To get only 0.01% not ionized you need to increase the temperature, IIRC -log(0.01%)~=9 times.

So the temperature is ~1400000K. Unless I'm making an horrible stupid mistake, I agree it's hot.

(I may be missing the 4.7eV of the dissociation of H2 molecules into two H atoms, that would increase the temperature like a 40%.)

andrewstuart•7mo ago
This sounds very certain, like it’s accepted fact.
drweevil•7mo ago
Word. Scientific consensus isn’t announced in headlines.
GianFabien•7mo ago
Perhaps I'm missing something critical.

As I understand it: when astronomers are looking at things a very long distance (measured in lightyears) away, they are looking at how things were that number of millions/billion(s) years ago.
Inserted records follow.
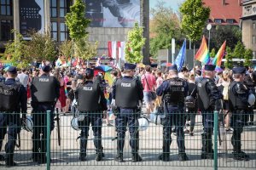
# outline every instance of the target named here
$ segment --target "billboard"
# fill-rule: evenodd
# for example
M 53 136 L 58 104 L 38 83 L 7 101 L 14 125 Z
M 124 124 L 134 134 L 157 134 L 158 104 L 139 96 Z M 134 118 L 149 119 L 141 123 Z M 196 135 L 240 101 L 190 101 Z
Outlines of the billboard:
M 84 0 L 90 27 L 133 27 L 140 23 L 140 0 Z
M 20 31 L 30 39 L 28 31 L 44 31 L 44 0 L 20 0 Z

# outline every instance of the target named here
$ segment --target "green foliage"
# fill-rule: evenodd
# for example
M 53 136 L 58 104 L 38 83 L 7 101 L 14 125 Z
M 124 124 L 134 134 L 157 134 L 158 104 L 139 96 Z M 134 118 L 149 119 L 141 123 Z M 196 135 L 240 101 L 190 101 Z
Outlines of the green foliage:
M 54 40 L 49 31 L 44 33 L 32 31 L 31 41 L 27 42 L 27 54 L 37 60 L 53 60 L 56 52 Z
M 88 36 L 78 39 L 74 43 L 75 55 L 83 59 L 90 60 L 97 54 L 98 42 L 94 44 L 88 41 Z
M 62 43 L 59 47 L 59 54 L 63 55 L 65 57 L 71 57 L 72 48 L 73 48 L 72 41 L 67 40 L 65 42 L 62 42 Z
M 143 28 L 136 22 L 129 31 L 125 45 L 125 60 L 130 63 L 140 63 L 143 58 L 142 49 L 146 39 L 143 37 Z
M 232 51 L 230 47 L 226 47 L 226 53 L 227 54 L 225 55 L 225 62 L 224 62 L 224 66 L 225 68 L 232 69 L 233 67 L 233 63 L 232 63 Z
M 246 49 L 245 53 L 244 53 L 244 59 L 245 61 L 243 63 L 244 66 L 252 66 L 253 63 L 251 61 L 251 60 L 253 59 L 253 50 L 252 49 Z
M 233 57 L 237 59 L 244 59 L 245 47 L 242 42 L 238 42 L 235 47 Z
M 18 68 L 26 68 L 32 62 L 32 58 L 27 55 L 27 46 L 26 42 L 22 39 L 22 35 L 18 31 L 13 30 L 15 34 L 16 39 L 9 41 L 5 45 L 4 57 L 10 57 L 10 62 Z
M 201 37 L 210 8 L 204 7 L 202 0 L 186 0 L 179 8 L 182 14 L 182 28 L 192 42 Z
M 78 40 L 85 37 L 88 32 L 86 28 L 90 22 L 85 17 L 85 4 L 83 0 L 76 0 L 70 7 L 70 13 L 65 16 L 66 25 L 69 30 L 69 36 L 72 39 Z
M 208 31 L 205 29 L 205 35 Z M 241 42 L 241 31 L 237 26 L 216 26 L 211 30 L 211 47 L 219 48 L 222 43 L 227 41 L 227 44 L 231 49 L 235 48 L 236 44 Z
M 164 4 L 164 2 L 159 1 L 155 8 L 150 11 L 152 20 L 149 31 L 150 34 L 154 35 L 149 41 L 152 55 L 155 55 L 159 49 L 170 48 L 172 38 L 182 40 L 177 16 L 171 8 L 166 8 Z
M 212 58 L 214 58 L 215 55 L 216 55 L 216 52 L 215 52 L 215 48 L 213 48 L 212 49 L 211 53 L 210 53 L 210 56 L 211 56 Z

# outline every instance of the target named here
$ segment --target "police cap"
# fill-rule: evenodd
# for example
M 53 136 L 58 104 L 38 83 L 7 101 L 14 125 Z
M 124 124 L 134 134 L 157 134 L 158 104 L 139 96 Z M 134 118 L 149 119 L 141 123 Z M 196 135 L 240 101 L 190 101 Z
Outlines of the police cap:
M 136 69 L 136 65 L 131 64 L 131 63 L 125 63 L 125 70 L 135 70 Z
M 215 65 L 205 65 L 205 71 L 215 71 Z
M 245 74 L 247 70 L 245 67 L 234 67 L 232 71 L 233 74 Z
M 7 70 L 8 72 L 11 74 L 17 74 L 17 69 L 15 66 L 9 66 Z
M 44 65 L 44 66 L 42 66 L 42 71 L 44 71 L 44 72 L 49 72 L 49 71 L 50 71 L 50 67 L 49 67 L 49 65 Z
M 87 69 L 85 70 L 85 74 L 86 74 L 87 76 L 94 76 L 94 71 L 93 71 L 92 69 L 87 68 Z
M 172 65 L 172 66 L 168 67 L 169 71 L 177 71 L 177 65 Z

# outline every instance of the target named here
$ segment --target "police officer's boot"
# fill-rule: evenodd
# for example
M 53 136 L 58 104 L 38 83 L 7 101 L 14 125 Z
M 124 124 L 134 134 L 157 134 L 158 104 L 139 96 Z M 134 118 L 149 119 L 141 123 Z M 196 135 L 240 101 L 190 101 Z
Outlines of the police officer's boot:
M 105 156 L 104 153 L 103 153 L 103 147 L 102 147 L 102 149 L 100 149 L 99 150 L 96 150 L 96 162 L 100 162 L 102 160 L 102 158 Z
M 158 157 L 160 160 L 163 162 L 169 162 L 170 161 L 170 145 L 169 147 L 163 147 L 163 153 L 160 154 Z
M 143 158 L 138 155 L 137 152 L 132 153 L 132 162 L 142 162 Z
M 123 153 L 118 151 L 117 156 L 114 157 L 114 161 L 118 162 L 124 162 Z
M 207 134 L 202 134 L 202 153 L 201 155 L 201 159 L 213 159 L 213 150 L 211 148 L 212 145 L 208 144 L 208 138 L 209 137 Z
M 180 162 L 185 162 L 189 160 L 189 157 L 186 153 L 178 153 L 178 160 Z
M 3 162 L 4 161 L 4 156 L 3 155 L 0 155 L 0 162 Z
M 18 166 L 18 164 L 14 162 L 14 156 L 10 156 L 5 158 L 5 167 L 10 167 L 15 166 Z
M 87 138 L 81 137 L 80 139 L 80 154 L 79 160 L 84 162 L 86 160 Z

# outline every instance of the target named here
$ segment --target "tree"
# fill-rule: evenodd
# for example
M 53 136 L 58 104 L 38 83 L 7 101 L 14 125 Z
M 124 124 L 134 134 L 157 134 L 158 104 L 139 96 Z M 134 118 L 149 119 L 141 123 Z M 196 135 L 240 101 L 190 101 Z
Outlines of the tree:
M 53 60 L 55 57 L 55 47 L 50 33 L 32 31 L 31 41 L 27 42 L 27 54 L 37 60 Z
M 149 23 L 150 54 L 155 55 L 159 49 L 170 48 L 172 38 L 182 43 L 182 32 L 179 20 L 171 8 L 164 6 L 165 3 L 158 1 L 154 8 L 150 13 L 152 20 Z
M 210 8 L 204 7 L 202 0 L 186 0 L 179 8 L 182 14 L 182 28 L 189 39 L 194 42 L 201 37 L 203 28 L 210 15 Z M 194 66 L 195 60 L 194 58 Z
M 18 68 L 26 68 L 32 62 L 32 58 L 27 55 L 27 46 L 22 39 L 22 35 L 15 30 L 12 31 L 16 37 L 13 42 L 9 41 L 5 45 L 4 57 L 11 56 L 10 62 Z
M 143 37 L 143 28 L 134 24 L 132 30 L 127 35 L 127 42 L 125 48 L 125 60 L 130 63 L 140 63 L 143 58 L 142 49 L 145 44 L 146 38 Z
M 244 66 L 252 66 L 253 63 L 252 63 L 252 59 L 253 58 L 253 50 L 252 49 L 246 49 L 245 53 L 244 53 Z
M 88 32 L 86 28 L 90 20 L 85 17 L 85 4 L 83 0 L 76 0 L 70 7 L 70 13 L 65 16 L 66 25 L 69 30 L 69 36 L 73 40 L 78 40 L 85 37 Z
M 207 35 L 208 31 L 204 30 L 204 34 Z M 237 26 L 216 26 L 211 30 L 211 47 L 218 48 L 226 41 L 231 49 L 236 44 L 241 42 L 241 31 Z
M 186 0 L 179 8 L 182 14 L 182 28 L 193 42 L 201 37 L 210 8 L 201 0 Z
M 62 42 L 61 45 L 59 47 L 59 54 L 65 57 L 71 57 L 72 55 L 72 48 L 73 48 L 73 42 L 72 41 L 64 41 Z
M 244 59 L 245 47 L 241 42 L 238 42 L 235 47 L 233 56 L 237 59 Z
M 212 48 L 212 51 L 210 53 L 210 57 L 214 58 L 216 55 L 215 48 Z
M 233 67 L 232 64 L 232 51 L 230 47 L 226 47 L 226 53 L 227 54 L 225 55 L 225 62 L 224 62 L 224 66 L 225 68 L 231 69 Z
M 74 45 L 75 55 L 88 60 L 97 54 L 98 42 L 94 44 L 88 41 L 88 36 L 79 38 Z

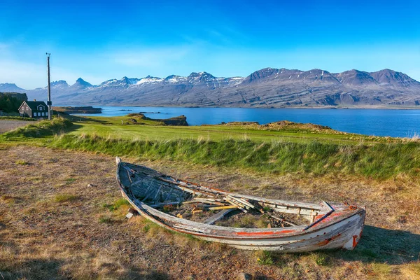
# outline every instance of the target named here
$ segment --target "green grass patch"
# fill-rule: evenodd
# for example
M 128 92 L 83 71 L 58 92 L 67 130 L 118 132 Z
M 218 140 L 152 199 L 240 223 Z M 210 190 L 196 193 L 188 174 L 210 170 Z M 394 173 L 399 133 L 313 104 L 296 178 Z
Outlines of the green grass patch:
M 340 145 L 318 141 L 127 141 L 67 134 L 55 137 L 49 146 L 148 160 L 241 167 L 272 174 L 322 175 L 336 172 L 388 178 L 398 174 L 418 176 L 420 172 L 420 144 L 416 142 Z
M 257 251 L 257 263 L 262 265 L 271 265 L 274 263 L 272 253 L 270 251 Z
M 102 204 L 102 207 L 106 208 L 109 211 L 115 211 L 119 209 L 122 205 L 130 205 L 130 202 L 124 198 L 120 198 L 111 204 L 104 203 Z
M 0 117 L 0 120 L 28 120 L 36 121 L 36 120 L 32 118 L 18 117 L 15 115 L 4 115 Z
M 79 198 L 80 197 L 78 195 L 64 193 L 64 194 L 55 195 L 55 197 L 54 197 L 54 201 L 55 202 L 62 203 L 62 202 L 68 202 L 75 201 L 75 200 L 78 200 Z
M 99 218 L 99 223 L 106 223 L 110 224 L 114 222 L 113 219 L 111 217 L 108 216 L 102 216 Z
M 76 178 L 68 178 L 65 180 L 66 184 L 67 184 L 67 185 L 71 184 L 71 183 L 75 182 L 76 180 Z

Based on my possible misunderstanding, shouldn't any such claims be made on the basis of how things were and with no indication as to how things may have changed since?

amy_petrik•7mo ago
The universe... what a concept. You know, the universe is a little bit like the human hand. For example, you have Growmann's Center right here and then you have undiscovered worlds and and Sector 8 and up here is Tittleman's crest so you can kinda picture it's a little bit like a leaf or, well, it's not a bowl. The universe is beautiful. Put all the stars, the hundreds of stars that there are in the universe into a bag and put the inverse into a bag and all of a sudden they become, well, when i was a child there was thought to be 9 planets but there are now ninety planets you know the ultimate fate of the universe is so dark and mysterious that it generates butterflies in my stomach and that goes to tickles in my spine and that creates goose pimples and then that penetrates my mind and then the whole big bang explos - BWOOO BWOO BWOO BWOOO BWOOOOOOOOOOOOOO
ed_mercer•7mo ago
> By measuring this decrease in speed

How do you measure the speed of a radio signal going away from you?

IAmBroom•7mo ago
Red shift.
arcastroe•7mo ago
I remember this being news two years ago [1]. What changed between then and now? Seems like dejavu reading about the same missing matter being found again.